Official implementation of the NeurIPS 2021 paper: S Zhang, Z Cao, D Sadigh, Y Sui: "Confidence-Aware Imitation Learning from Demonstrations with Varying Optimality".
You need to have the following libraries with Python3:
- MuJoCo (This should be installed first)
- Matplotlib
- NumPy
- Gym
- tqdm
- PyTorch
- TensorBoard
- mujoco_py
- SciPy
- pandas
To install requirements:
conda create -n cail python=3.6
conda activate cail
pip install -r requirements.txt
Note that you need to install MuJoCo on your device first. Please follow the instructions in mujoco-py for help.

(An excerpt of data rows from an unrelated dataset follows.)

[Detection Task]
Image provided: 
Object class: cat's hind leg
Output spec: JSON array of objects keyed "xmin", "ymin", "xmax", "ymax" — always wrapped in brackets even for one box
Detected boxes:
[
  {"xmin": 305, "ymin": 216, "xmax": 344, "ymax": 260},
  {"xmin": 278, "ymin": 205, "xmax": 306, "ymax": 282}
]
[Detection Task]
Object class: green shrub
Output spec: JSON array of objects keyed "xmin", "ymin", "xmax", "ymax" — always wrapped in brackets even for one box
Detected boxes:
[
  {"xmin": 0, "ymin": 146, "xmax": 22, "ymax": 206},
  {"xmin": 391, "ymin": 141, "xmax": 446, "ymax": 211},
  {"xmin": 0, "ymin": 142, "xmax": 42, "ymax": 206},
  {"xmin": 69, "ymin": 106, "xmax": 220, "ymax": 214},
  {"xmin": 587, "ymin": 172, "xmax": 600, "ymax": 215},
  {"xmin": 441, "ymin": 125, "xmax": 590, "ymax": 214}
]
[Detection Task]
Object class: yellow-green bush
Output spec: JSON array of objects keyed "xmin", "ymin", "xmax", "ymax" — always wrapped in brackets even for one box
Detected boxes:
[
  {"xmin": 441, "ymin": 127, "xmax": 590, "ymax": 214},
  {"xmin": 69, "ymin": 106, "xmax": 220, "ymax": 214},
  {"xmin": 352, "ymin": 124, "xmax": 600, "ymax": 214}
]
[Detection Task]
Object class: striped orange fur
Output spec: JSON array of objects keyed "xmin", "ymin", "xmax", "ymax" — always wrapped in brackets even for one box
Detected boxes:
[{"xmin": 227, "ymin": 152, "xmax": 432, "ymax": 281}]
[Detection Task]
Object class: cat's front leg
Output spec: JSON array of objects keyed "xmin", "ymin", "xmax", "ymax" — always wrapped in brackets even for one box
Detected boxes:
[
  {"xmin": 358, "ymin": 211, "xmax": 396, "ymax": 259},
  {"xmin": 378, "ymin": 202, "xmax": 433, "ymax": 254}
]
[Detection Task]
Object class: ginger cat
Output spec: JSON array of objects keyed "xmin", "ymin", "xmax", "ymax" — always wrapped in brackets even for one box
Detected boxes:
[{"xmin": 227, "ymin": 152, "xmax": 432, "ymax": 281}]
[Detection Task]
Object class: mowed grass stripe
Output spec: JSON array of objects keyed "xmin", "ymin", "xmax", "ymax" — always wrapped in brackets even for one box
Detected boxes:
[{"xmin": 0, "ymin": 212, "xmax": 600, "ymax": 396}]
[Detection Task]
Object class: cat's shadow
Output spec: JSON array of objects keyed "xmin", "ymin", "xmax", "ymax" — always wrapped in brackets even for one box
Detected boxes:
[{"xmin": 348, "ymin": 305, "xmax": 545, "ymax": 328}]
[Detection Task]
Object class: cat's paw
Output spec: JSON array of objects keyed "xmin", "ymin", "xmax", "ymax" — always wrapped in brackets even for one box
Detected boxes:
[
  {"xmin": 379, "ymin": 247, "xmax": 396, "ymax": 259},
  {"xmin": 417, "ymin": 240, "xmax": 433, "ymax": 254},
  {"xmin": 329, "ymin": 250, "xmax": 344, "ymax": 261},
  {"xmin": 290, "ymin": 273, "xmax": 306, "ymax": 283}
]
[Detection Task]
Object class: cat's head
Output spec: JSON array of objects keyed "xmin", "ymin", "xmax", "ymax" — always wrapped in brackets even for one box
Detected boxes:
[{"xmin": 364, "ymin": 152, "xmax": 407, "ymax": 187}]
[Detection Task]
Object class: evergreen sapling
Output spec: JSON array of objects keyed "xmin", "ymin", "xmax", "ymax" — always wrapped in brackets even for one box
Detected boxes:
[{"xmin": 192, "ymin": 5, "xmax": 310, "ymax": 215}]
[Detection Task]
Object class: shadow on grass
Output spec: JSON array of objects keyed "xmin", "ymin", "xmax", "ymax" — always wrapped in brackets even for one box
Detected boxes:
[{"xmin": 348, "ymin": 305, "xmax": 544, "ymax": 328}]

Install CAIL: First clone this repo, then run
pip install -e .
To train an expert or an Imitation Learning algorithm that reproduces the results, you can use the hyper-parameters we provided in ./hyperparam.yaml
.
To train experts, we provide algorithms including Proximal Policy Optimization (PPO) [5] and Soft Actor-Critic (SAC) [6]. Also, we provide some well-trained experts' weights in the ./weights
folder. The file name means the number of steps the expert is trained.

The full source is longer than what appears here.